Fig. 2. Summary of the ten conditions that were implemented.

‘High-PRS threshold’ represents the percentile that is deemed to be the cutoff for a specific condition above which a high-PRS result is reported for that condition. Odds ratios are reported as the mean odds ratios (square dot) associated with having a score above the specified threshold, compared to having a score below the specified threshold, along with 95% confidence intervals (CIs), shown in the whiskers. The number of case and control samples used to derive these odds ratios and CIs for each condition can be found in Supplementary Table 2. Note that the odds ratio for obesity is not reported here, as it will be published by the Genetic Investigation of ANthropometric Traits consortium (Smit et al., manuscript in preparation). ‘Number of SNPs’ represents the range of numbers or sites included in each score. ‘Age ranges for return’ indicates the participant ages at which a PRS is calculated for a given condition. AFIB, atrial fibrillation; BC, breast cancer; CKD, chronic kidney disease; CHD, coronary heart disease; HC, hypercholesterolemia; PC, prostate cancer; T1D, type 1 diabetes; T2D, type 2 diabetes.

Fig. 3. Summary of the first 2,500 eMERGE participants processed through the clinical pipeline.

a, PCA of ancestry indicating participants with a result of ‘high PRS’ for any condition (red dots) compared to participants who did not have a high PRS identified (gray dots). b, Summary of number of high-risk conditions found per participant. c, Observed numbers of high PRS called per condition compared to the expected numbers of high PRS per condition. P values are two-sided P values calculated by simulation to account for the uncertainty in the All of Us (AoU) derived ancestry calibration parameters due to the finite size of the AoU training cohort, and further adjusted for multiple hypothesis testing using the Holm–Šidák procedure. Note not all participants get scored for every condition based on age and sex at birth filters.

Extended Data Fig. 1. Case-control PRS histograms.

Histograms of T2D PRS scores for case and control samples in the eMERGE I-III dataset.

Extended Data Fig. 2. Representation of the genetic ancestry admixture composition of both the Test and Training cohorts.

The x-axis represents individuals within the cohorts and the color-coding highlights the proportion of genetic admixture observed.

Extended Data Fig. 3. Calibrated z-scores.

The distributions of calibrated z-scores in the test cohort when the training cohort parameters are applied.

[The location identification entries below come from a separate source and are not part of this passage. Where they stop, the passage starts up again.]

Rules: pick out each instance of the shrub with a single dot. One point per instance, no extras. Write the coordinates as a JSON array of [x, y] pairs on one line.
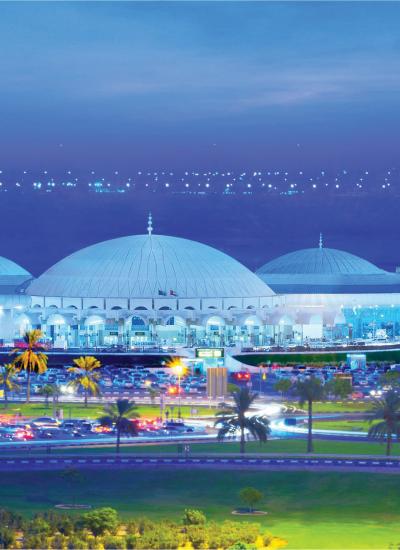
[[7, 537], [101, 521], [193, 517], [111, 542], [131, 541], [251, 497], [197, 535]]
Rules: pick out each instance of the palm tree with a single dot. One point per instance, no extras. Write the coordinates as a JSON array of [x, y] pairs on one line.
[[30, 357], [120, 415], [47, 391], [233, 418], [387, 410], [7, 380], [86, 376], [309, 390]]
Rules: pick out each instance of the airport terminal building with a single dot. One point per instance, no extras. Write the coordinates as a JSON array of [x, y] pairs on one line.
[[156, 290]]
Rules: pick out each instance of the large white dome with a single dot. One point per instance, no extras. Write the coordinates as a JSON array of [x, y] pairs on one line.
[[326, 271], [143, 266]]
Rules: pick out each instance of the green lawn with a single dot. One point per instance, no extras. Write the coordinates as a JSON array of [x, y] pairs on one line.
[[292, 446], [335, 406], [349, 425], [310, 510], [78, 410]]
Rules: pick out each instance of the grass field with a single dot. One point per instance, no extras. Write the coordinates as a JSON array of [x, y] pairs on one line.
[[94, 410], [292, 446], [349, 425], [336, 406], [310, 510]]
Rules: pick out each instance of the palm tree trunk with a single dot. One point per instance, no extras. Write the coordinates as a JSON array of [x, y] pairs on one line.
[[309, 437], [5, 396], [28, 386], [388, 443], [118, 439], [242, 441]]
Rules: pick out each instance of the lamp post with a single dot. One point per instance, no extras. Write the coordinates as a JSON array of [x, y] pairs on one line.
[[178, 370]]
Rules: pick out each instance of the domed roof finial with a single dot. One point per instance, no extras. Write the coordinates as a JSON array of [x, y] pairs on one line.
[[150, 224]]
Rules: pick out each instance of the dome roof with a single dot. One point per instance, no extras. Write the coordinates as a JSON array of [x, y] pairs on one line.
[[320, 261], [326, 270], [12, 276], [147, 266]]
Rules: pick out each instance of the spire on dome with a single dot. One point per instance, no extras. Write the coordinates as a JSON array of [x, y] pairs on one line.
[[150, 224]]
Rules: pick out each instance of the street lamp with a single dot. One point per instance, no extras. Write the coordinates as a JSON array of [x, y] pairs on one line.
[[178, 371]]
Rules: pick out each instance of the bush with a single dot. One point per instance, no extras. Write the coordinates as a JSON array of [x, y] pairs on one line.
[[39, 526], [193, 517], [145, 524], [162, 536], [111, 542], [101, 521], [131, 541], [77, 543], [58, 542], [7, 537], [35, 542], [197, 535], [10, 519]]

Extended Data Fig. 4. Hypercholesterolemia PRS calibrated z-scores of training cohort.

Note the improvement when an ancestry dependent variance is used over a constant variance method.

Extended Data Fig. 5. PRS z-score as a function of African Admixture Fraction, for individuals of African ancestry.

In the ‘Bucketing’ method, a z-score is calculated by comparing to the mean and variance of all individuals of African ancestry in the cohort. The ‘PCA Calibrated’ method is the method described above. Note the dependence on admixture fraction in the ‘Bucketing’ method, which has been removed in the ‘PCA Calibrated’ method.